Every Node.js project starts with this file. It describes your project and its dependencies.

npm init -y

This creates a basic package.json:

{
  "name": "my-project",
  "version": "1.0.0",
  "description": "",
  "main": "index.js",
  "scripts": {
    "test": "echo \"Error: no test specified\" && exit 1"
  },
  "keywords": [],
  "author": "",
  "license": "ISC",
  "type": "commonjs"
}

Notice "type": "commonjs" at the bottom. That's the default.

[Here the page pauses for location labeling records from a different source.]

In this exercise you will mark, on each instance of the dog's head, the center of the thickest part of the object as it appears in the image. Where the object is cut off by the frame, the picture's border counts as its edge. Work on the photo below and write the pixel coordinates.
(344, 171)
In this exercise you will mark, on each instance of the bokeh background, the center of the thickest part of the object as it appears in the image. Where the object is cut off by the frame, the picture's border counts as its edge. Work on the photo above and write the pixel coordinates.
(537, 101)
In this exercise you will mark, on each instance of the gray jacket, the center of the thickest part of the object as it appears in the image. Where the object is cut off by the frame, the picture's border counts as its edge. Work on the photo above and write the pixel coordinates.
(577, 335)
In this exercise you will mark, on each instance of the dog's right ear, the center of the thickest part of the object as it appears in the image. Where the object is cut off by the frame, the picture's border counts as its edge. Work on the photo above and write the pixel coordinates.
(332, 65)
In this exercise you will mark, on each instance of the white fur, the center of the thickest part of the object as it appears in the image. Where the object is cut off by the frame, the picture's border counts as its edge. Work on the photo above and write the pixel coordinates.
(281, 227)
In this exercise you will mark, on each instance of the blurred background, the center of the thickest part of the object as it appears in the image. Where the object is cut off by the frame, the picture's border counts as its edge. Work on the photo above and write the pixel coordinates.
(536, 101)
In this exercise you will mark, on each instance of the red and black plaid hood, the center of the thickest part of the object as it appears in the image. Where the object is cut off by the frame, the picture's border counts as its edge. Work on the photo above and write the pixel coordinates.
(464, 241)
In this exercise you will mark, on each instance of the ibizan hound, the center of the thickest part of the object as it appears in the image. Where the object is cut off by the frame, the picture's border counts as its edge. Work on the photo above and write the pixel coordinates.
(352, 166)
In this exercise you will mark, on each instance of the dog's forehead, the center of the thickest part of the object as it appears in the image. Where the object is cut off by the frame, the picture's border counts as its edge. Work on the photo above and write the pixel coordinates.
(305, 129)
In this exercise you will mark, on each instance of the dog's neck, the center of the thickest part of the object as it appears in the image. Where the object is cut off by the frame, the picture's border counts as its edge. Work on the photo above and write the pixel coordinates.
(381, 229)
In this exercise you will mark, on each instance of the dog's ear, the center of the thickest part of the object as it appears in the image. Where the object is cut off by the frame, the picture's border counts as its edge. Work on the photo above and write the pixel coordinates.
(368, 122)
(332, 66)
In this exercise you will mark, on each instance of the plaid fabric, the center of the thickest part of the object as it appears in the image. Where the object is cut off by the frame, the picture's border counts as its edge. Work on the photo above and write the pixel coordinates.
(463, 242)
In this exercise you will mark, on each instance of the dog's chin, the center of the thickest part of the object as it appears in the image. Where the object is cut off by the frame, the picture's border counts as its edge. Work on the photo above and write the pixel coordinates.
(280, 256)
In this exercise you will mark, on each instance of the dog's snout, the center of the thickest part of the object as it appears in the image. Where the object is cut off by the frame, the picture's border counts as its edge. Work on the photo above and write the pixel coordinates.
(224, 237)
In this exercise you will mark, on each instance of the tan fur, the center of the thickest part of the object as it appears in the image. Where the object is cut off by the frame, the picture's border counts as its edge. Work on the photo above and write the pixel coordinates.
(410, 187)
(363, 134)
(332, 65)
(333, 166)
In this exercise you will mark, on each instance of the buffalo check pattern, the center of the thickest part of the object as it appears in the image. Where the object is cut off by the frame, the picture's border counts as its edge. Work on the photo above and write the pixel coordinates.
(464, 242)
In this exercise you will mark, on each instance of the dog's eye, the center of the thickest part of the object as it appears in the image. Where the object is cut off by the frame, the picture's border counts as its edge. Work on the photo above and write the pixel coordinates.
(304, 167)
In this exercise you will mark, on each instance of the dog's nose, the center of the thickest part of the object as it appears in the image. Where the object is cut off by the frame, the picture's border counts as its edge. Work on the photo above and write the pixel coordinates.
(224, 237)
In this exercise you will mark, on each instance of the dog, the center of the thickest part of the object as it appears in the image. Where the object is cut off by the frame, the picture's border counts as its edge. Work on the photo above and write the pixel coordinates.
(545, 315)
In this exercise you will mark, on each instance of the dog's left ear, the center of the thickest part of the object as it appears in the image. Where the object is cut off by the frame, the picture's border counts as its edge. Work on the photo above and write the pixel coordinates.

To use ES Modules (import/export), change it to "module":

{
  "type": "module"
}

The fields that matter most: name, type, scripts, dependencies, and devDependencies.

Installing Packages

# Add a dependency
npm install express
# or shorthand
npm i express

# Add a dev dependency (only needed during development)
npm install --save-dev vitest
npm i -D vitest

# Install everything from package.json
npm install

After installing, your package.json gets updated:

{
  "dependencies": {
    "express": "^4.18.2"
  },
  "devDependencies": {
    "vitest": "^1.2.0"
  }
}

Version Numbers

Versions follow semver: major.minor.patch

Version Meaning
4.18.2 Exact version
^4.18.2 Compatible with 4.x.x (minor + patch updates OK)
~4.18.2 Patch updates only (4.18.x)
* Any version (don't do this)

The ^ prefix is the default. It allows non-breaking updates.

The Lockfile

package-lock.json pins the exact version of every dependency (and their dependencies). This ensures everyone on your team gets identical installs.

# Always commit package-lock.json
git add package-lock.json

Never edit it manually. npm manages it for you.

Scripts

The scripts field in package.json lets you define commands.

{
  "scripts": {
    "dev": "vite dev",
    "build": "vite build",
    "lint": "eslint .",
    "test": "vitest run",
    "start": "node server.js"
  }
}
npm run dev      # runs "vite dev"
npm run build    # runs "vite build"
npm test         # shorthand for "npm run test"
npm start        # shorthand for "npm run start"

test and start are built-in npm commands, so they don't need run. Everything else does. npm dev won't work, you need npm run dev. There's no deep reason for this, npm just has a small list of shorthand commands (test, start, stop, restart) and everything else requires run.

npx

Runs a package without installing it globally.

# The old way: install globally, then run
npm install -g create-vite
create-vite my-app

With npx, skip the global install entirely:

npx create-vite my-app

The first time, npx downloads the package and caches it. Next time, it uses the cache but checks npm for newer versions. That's why you sometimes see "Need to install the following packages... Ok to proceed?"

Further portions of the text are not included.